Sharing cars with people you don’t know is like sharing beds with strangers.

That’s how Robin Chase described it to doubters in the startup days of Zipcar. She cofounded the car-sharing company 15 years ago and once ran it.

Let’s clarify the bed-sharing analogy. She isn’t talking about doing so at the same time. Instead, she cites how hotels work.

“Hotels are in the business of bed sharing,” Chase says at an American Financial Services Assn. auto conference. “I’d tell that to (Zipcar) skeptics in the beginning.”

Zipcar is part of an emerging so-called collaborative economy. Some people praise its coming. Others are less keen, especially those who fret this sharing thing will hurt individual product sales. By the way, the old which-side-do-you-want U.S. hostelry industry booked strangers in the same bed. 

The modern auto industry’s worst nightmare (well, one of them) is Zipcar will zap the strength that’s built from delivering close to 17 million vehicles a year to U.S. consumers who want their own cars.

Zipcar may nip into auto sales, but no automaker will wonder where its leg went. For one thing, Zipcar isn’t for everyone. In fact, it’s for just a few.

“The Zipcar market consists of people who don’t need a car to get to work,” Chase says. So that eliminates, like what, 95% of drivers in most places?

Excess capacity – producing more supply than the market demands or even thinks of wanting – can get automakers in trouble. We’ve seen that.

Zipcar lives off excess capacity of another kind, says Chase who went on to found Buzzcar, a French enterprise that takes the Zipcar business model to the next level. “Excess capacity is my magnet.”

She looks at it this way: A car is the costliest thing you buy, other than a house. "But you only use your car for a couple hours a day. There is so much unused value in that asset.”
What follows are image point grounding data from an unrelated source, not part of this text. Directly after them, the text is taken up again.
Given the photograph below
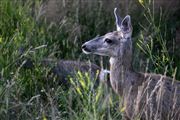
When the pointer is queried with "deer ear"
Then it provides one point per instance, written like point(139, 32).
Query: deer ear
point(126, 24)
point(118, 20)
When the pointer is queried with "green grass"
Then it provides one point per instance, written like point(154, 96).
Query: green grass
point(25, 34)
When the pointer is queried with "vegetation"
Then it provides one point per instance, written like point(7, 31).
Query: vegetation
point(25, 34)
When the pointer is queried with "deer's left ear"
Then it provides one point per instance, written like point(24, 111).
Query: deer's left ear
point(126, 26)
point(118, 20)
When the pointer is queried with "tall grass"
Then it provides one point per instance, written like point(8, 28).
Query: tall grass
point(26, 93)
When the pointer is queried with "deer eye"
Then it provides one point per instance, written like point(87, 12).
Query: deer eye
point(107, 40)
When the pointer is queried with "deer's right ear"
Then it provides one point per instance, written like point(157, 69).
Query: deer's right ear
point(118, 20)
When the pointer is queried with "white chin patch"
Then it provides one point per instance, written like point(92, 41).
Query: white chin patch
point(86, 52)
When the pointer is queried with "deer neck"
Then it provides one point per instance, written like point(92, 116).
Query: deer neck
point(119, 71)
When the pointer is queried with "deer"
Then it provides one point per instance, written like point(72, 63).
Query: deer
point(145, 96)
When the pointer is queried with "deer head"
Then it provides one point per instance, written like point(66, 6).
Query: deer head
point(113, 44)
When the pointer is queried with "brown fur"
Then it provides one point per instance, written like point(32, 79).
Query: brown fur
point(145, 95)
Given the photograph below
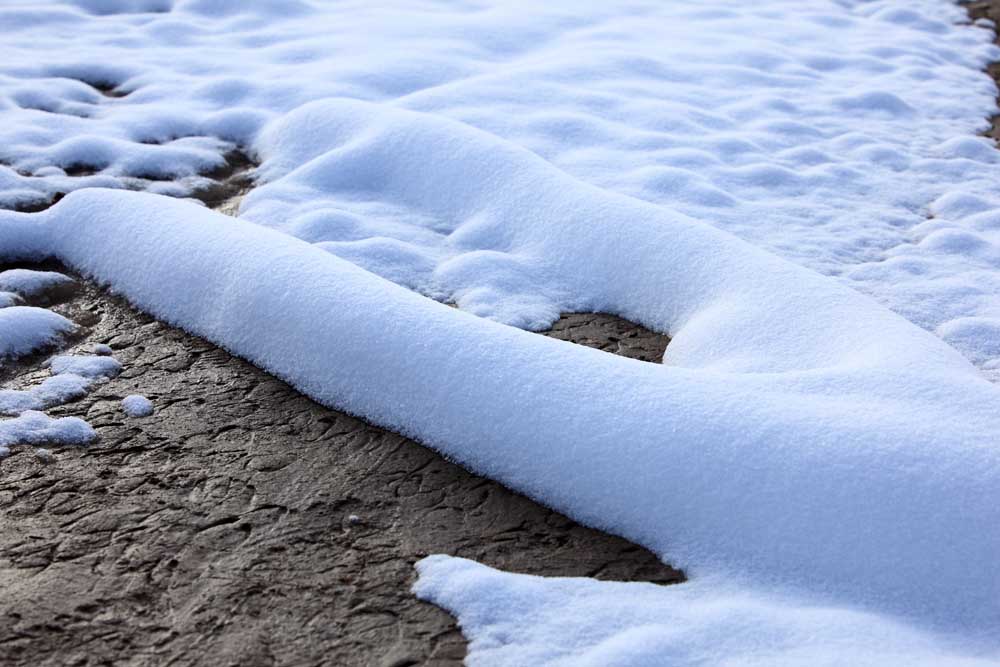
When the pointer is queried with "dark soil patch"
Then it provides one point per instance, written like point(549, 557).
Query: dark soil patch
point(989, 9)
point(244, 524)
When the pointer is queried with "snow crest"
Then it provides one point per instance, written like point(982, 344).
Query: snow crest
point(521, 162)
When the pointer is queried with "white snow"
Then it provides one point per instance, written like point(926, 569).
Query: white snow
point(821, 130)
point(37, 428)
point(92, 367)
point(52, 391)
point(524, 620)
point(72, 376)
point(137, 406)
point(28, 283)
point(522, 160)
point(24, 329)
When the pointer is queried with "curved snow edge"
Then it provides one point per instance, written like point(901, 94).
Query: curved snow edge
point(840, 481)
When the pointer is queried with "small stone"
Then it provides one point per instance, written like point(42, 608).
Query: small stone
point(137, 406)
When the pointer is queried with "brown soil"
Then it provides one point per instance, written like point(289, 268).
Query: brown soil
point(244, 524)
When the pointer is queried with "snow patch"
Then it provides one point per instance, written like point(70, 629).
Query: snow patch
point(30, 283)
point(24, 329)
point(37, 428)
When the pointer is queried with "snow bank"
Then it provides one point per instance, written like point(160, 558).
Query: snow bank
point(525, 620)
point(137, 406)
point(521, 161)
point(24, 329)
point(29, 283)
point(84, 365)
point(52, 391)
point(798, 440)
point(823, 138)
point(72, 376)
point(37, 428)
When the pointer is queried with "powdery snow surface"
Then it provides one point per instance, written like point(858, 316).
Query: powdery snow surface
point(521, 161)
point(137, 406)
point(24, 329)
point(72, 376)
point(28, 283)
point(34, 427)
point(526, 620)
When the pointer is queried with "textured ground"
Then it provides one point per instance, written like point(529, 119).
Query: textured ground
point(243, 524)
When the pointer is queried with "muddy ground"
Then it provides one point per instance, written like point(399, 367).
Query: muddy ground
point(244, 524)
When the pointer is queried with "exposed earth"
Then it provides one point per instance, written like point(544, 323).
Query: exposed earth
point(244, 524)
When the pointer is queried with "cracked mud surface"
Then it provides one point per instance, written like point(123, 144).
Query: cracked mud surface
point(244, 524)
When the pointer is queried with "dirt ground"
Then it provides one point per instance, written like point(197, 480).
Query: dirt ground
point(244, 524)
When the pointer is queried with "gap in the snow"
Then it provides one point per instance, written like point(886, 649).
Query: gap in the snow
point(251, 496)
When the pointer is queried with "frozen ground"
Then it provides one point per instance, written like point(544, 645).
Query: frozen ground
point(242, 523)
point(522, 163)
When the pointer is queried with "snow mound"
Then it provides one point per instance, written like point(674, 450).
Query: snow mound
point(515, 619)
point(92, 367)
point(774, 440)
point(792, 139)
point(52, 391)
point(37, 428)
point(24, 329)
point(525, 160)
point(137, 406)
point(29, 283)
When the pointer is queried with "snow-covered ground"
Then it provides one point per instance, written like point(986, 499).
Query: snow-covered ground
point(826, 470)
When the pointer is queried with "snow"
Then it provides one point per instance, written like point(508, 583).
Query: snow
point(24, 329)
point(37, 428)
point(72, 376)
point(88, 366)
point(52, 391)
point(821, 384)
point(137, 406)
point(29, 283)
point(823, 468)
point(525, 620)
point(792, 138)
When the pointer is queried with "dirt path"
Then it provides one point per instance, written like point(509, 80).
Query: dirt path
point(243, 524)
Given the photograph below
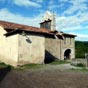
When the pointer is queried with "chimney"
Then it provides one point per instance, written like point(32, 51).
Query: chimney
point(48, 21)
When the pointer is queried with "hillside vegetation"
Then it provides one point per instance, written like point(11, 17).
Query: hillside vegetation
point(81, 48)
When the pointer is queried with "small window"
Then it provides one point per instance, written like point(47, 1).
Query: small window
point(65, 40)
point(70, 40)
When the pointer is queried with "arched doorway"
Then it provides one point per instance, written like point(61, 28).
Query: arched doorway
point(67, 55)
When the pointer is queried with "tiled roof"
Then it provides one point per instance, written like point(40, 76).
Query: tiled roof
point(14, 26)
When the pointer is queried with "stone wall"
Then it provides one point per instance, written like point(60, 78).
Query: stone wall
point(55, 48)
point(31, 49)
point(52, 49)
point(8, 48)
point(69, 43)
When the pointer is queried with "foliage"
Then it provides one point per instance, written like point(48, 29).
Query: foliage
point(81, 48)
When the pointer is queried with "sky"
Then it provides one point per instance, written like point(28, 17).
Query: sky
point(71, 15)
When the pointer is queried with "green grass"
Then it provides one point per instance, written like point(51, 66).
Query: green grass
point(59, 62)
point(2, 65)
point(81, 69)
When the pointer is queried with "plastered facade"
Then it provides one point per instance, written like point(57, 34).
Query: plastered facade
point(31, 49)
point(8, 48)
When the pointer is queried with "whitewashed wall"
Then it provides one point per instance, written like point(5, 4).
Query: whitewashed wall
point(31, 49)
point(8, 48)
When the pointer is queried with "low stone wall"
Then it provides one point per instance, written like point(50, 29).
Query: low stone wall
point(76, 61)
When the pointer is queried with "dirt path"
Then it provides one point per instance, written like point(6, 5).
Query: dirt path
point(48, 77)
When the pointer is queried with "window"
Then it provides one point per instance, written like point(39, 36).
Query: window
point(64, 40)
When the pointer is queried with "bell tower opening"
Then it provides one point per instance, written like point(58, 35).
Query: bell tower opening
point(48, 21)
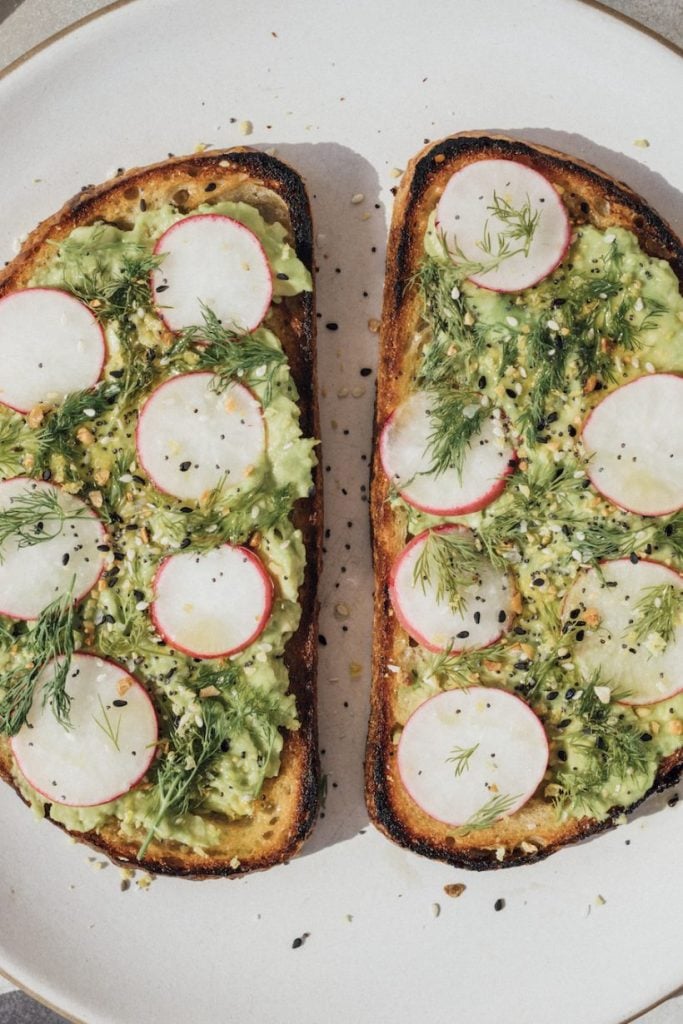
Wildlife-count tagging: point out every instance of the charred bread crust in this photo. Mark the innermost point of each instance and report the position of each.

I could say the same thing of my bed. I use that only a third of the time, if I’m lucky enough to get a good night’s sleep. But I get her point. “We knew Zipcar could leverage this excess capacity,” she says.

Zipcar owns the cars its clients use for their quick trips. They hop in and drive a few miles. Then the next Zipcar client does likewise. And so on. It’s like a relay. The Internet makes this possible.

Zipcar earns about $26,000 per car, per year, Chase says. She describes her Buzzcar as truly representative of the collaborative economy because “people share other people’s cars across France.”  

Those early Zipcar skeptics in the U.S. predicted a business based on multiple drivers grinding through the same cars would result in some trashed vehicles somewhere down the line.

Wrong, Chase says. People treat the cars pretty well. It’s a different story for rentals. People can abuse those, she says. “A rental company person said somebody once shoved a Big Mac through the air vent of one of their cars.”

That might have been an act of anger aimed at McDonald’s as much as disdain directed at Hertz. Either way, it’s creepy. That’s my take. I’d like to share it with you.